Şimdi Biz Neden Böyle Ezik Kaldık?

Büyümenin fikir endeksli olduğu bir dönemde hem yaratıcı zihinlere hem de o zihinlerin ürünlerini koruyacak bir altyapıya ihtiyaç vardır.

Geçen gün, Avrupa Birliği’nin ‘Innovation Union Scoreboard’ (İnovasyon Birliği Karnesi) çalışmasına atıf yapmıştım. Çalışma yeni formatı ile 27 AB ülkesinin yanı sıra Türkiye’yi de kapsıyor. Burada ülkeleri dört ayrı kategoriye ayırıyorlar. Öncelikle, lider yenilikçiler var. İkincisi, takipçiler. Üçüncüsü, ortalama yenilikçiler. Dördüncüsü ise mütevazı yenilikçiler. Türkiye, Romanya, Bulgaristan, Letonya ve Litvanya ile birlikte bu son grubun içinde yer alıyor. Bir nevi ezikler grubu yani. Şimdi biz neden böyle ezik kalıyoruz? Ben eğitim ve adaletin olmadığı yerde bereketin olmayacağı bir çağın içinde olduğumuz kanaatindeyim. Hem Milli Eğitim, hem de Adalet bakanlıklarının yeniden yapılanması bu dönemin büyüme stratejisi önceliklerinden biri olmalıdır.

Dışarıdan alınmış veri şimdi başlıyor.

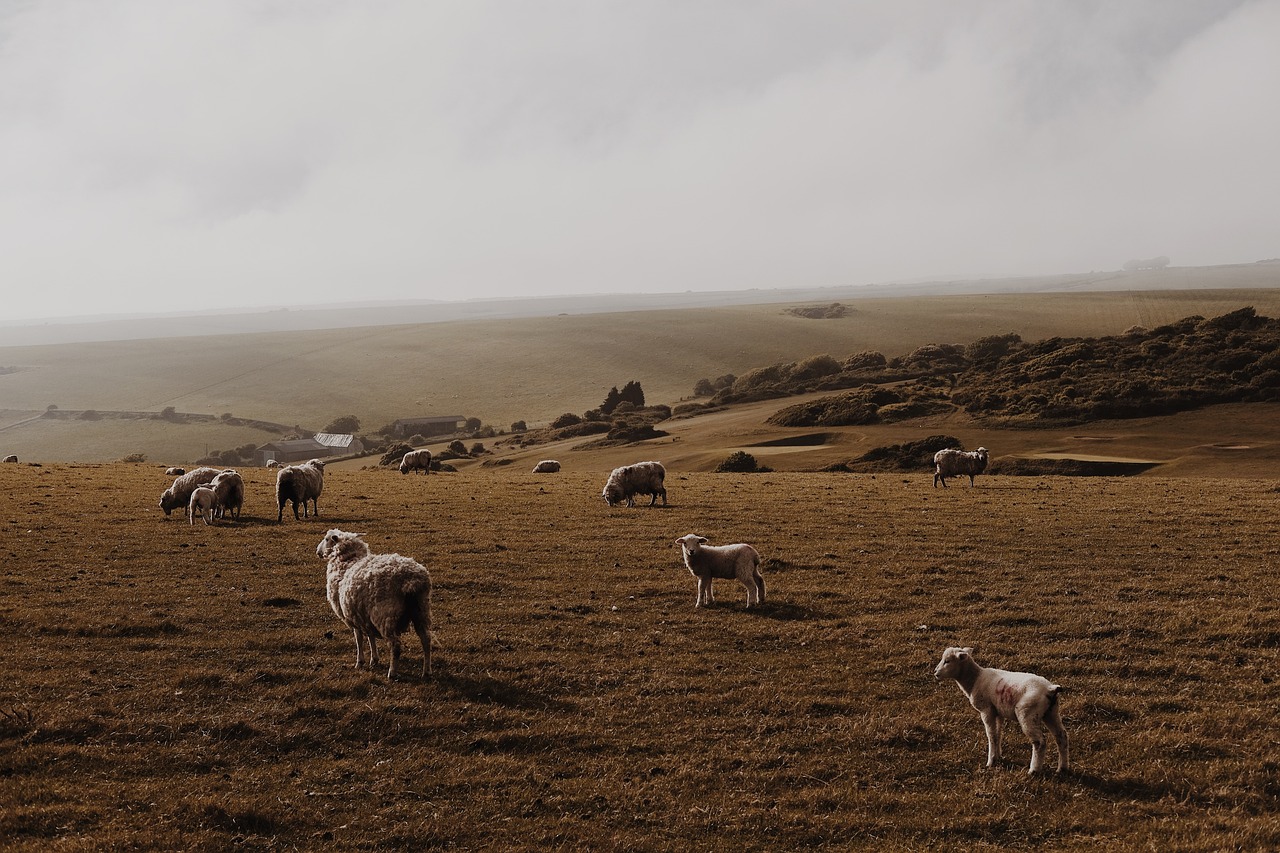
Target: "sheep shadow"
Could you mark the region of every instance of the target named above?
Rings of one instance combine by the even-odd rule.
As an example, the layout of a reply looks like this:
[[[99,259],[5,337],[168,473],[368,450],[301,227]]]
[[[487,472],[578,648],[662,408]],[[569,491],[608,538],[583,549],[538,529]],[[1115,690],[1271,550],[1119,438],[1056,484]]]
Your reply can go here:
[[[1097,773],[1090,773],[1087,770],[1072,769],[1060,776],[1049,778],[1058,778],[1064,783],[1080,785],[1104,799],[1114,801],[1139,800],[1142,802],[1158,802],[1169,796],[1188,797],[1193,801],[1199,799],[1193,793],[1175,785],[1149,782],[1133,776],[1103,776]]]
[[[765,601],[746,612],[761,619],[773,619],[778,622],[800,622],[805,619],[819,619],[822,617],[822,614],[811,607],[773,601]]]
[[[474,677],[458,672],[436,672],[423,682],[437,690],[453,693],[472,702],[501,705],[530,711],[572,711],[575,706],[544,693],[490,677]]]

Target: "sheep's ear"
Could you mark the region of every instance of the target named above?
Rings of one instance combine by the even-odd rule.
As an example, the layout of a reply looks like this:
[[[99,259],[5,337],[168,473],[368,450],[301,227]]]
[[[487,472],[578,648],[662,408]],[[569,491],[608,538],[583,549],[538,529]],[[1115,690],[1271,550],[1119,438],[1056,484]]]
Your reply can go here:
[[[961,649],[961,650],[960,650],[960,654],[962,654],[962,655],[968,655],[969,657],[973,657],[973,647],[972,647],[972,646],[965,646],[963,649]]]
[[[705,537],[705,536],[699,536],[699,537],[698,537],[698,544],[699,544],[699,545],[706,545],[706,544],[707,544],[708,542],[710,542],[710,541],[711,541],[711,540],[710,540],[710,539],[708,539],[708,538],[707,538],[707,537]]]

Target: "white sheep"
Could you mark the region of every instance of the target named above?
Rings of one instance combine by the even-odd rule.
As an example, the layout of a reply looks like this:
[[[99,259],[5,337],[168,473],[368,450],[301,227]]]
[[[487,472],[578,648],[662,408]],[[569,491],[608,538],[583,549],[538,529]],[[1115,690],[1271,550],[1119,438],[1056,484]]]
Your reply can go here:
[[[684,554],[684,564],[698,579],[694,607],[714,604],[714,578],[737,578],[747,588],[747,607],[764,601],[764,576],[760,574],[760,554],[750,545],[708,545],[706,537],[690,533],[676,540]]]
[[[217,498],[214,496],[213,489],[208,486],[199,486],[192,490],[191,498],[187,502],[187,519],[191,524],[196,523],[196,515],[204,517],[205,524],[213,524],[213,504]]]
[[[1000,760],[1000,728],[1004,720],[1017,720],[1031,741],[1031,773],[1044,766],[1044,730],[1048,727],[1058,744],[1058,772],[1068,769],[1067,730],[1058,711],[1061,685],[1030,672],[1007,672],[979,666],[973,649],[951,647],[933,671],[934,678],[954,678],[982,716],[987,730],[987,766]]]
[[[213,489],[213,512],[219,518],[240,518],[240,508],[244,506],[244,478],[231,469],[223,471],[209,481]]]
[[[268,468],[283,468],[283,467],[284,467],[284,463],[283,463],[283,462],[281,462],[279,459],[268,459],[268,460],[267,460],[267,467],[268,467]]]
[[[662,467],[661,462],[637,462],[634,465],[624,465],[610,472],[601,494],[609,506],[624,500],[627,506],[635,506],[636,495],[653,495],[649,500],[649,506],[656,504],[658,496],[661,495],[662,505],[666,506],[667,490],[663,485],[666,476],[667,469]]]
[[[399,554],[371,554],[362,533],[330,530],[316,546],[328,562],[329,606],[355,634],[356,667],[378,666],[378,639],[391,646],[387,678],[400,663],[400,634],[413,626],[422,642],[422,677],[431,675],[431,574],[420,563]]]
[[[186,468],[176,468],[176,467],[175,467],[175,468],[166,468],[166,469],[164,469],[164,473],[165,473],[166,475],[170,476],[170,477],[181,477],[183,474],[187,473],[187,469],[186,469]]]
[[[18,461],[18,456],[17,456],[17,454],[16,454],[16,453],[10,453],[8,456],[6,456],[6,457],[4,458],[4,461],[5,461],[5,462],[17,462],[17,461]]]
[[[933,465],[935,489],[938,488],[939,481],[942,482],[942,488],[947,488],[947,478],[958,477],[961,474],[969,475],[969,488],[973,488],[974,476],[987,470],[987,449],[979,447],[971,453],[966,453],[949,447],[933,454]]]
[[[281,468],[280,473],[276,475],[276,504],[280,508],[280,512],[276,514],[276,521],[284,521],[284,505],[289,502],[293,503],[295,519],[298,518],[298,504],[302,504],[302,516],[309,517],[307,501],[311,502],[312,509],[319,518],[318,499],[322,491],[324,491],[324,462],[319,459],[310,459],[301,465]]]
[[[197,486],[206,485],[221,473],[221,468],[197,468],[181,475],[160,495],[160,509],[168,515],[178,507],[187,506]]]
[[[537,465],[533,466],[535,474],[555,474],[560,471],[560,463],[554,459],[543,459]]]
[[[431,451],[410,450],[404,456],[400,457],[400,473],[408,474],[410,471],[421,471],[424,474],[430,474]]]

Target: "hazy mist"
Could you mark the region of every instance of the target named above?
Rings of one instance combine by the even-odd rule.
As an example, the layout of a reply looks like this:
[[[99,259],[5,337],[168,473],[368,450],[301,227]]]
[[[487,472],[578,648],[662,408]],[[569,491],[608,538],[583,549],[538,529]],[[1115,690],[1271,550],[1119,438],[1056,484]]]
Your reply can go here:
[[[1280,2],[0,0],[4,320],[1280,256]]]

Hazır yeni beş yıllık plan çalışmaları yapılırken, bu konunun bir altını çizeyim.
Şimdi diyeceksiniz ki, “Artık bir karar ver. Türkiye parlayan bir yıldız mıdır? Yoksa ezikler Kulübü’nün daimi üyesi mi?” El cevap: Nereden baktığınıza bağlıdır. Aşağıdan bakarsanız, parlamaktadır. 2003’te Bağdat’ta duyduğumda şaşırdığım “Türkiye bir sanayi devidir” ifadesi bu çerçevede değerlendirilebilir. Türkiye, güney komşularımızın, kahir ekseriyeti için bir sanayi devidir. Yukarıdan bakarsanız ise yerlerde sürünmektedir. Türkiye, güney komşularımızdan İsrail ile kıyaslandığında hiç de bir sanayi devi değildir. Onlar insan damarında giden makine yaparken, biz daha trenler için lokomotifi bile tam yapamıyoruz. Bu çağda büyümenin ön koşulu nedir? İşte o insan damarında ilerleyen makineleri yapabilme kabiliyetini ülkenizde tesis edebilmektir. İşte 10 bin dolardan 25 bin dolara sıçrayabilmenin temel şartı budur.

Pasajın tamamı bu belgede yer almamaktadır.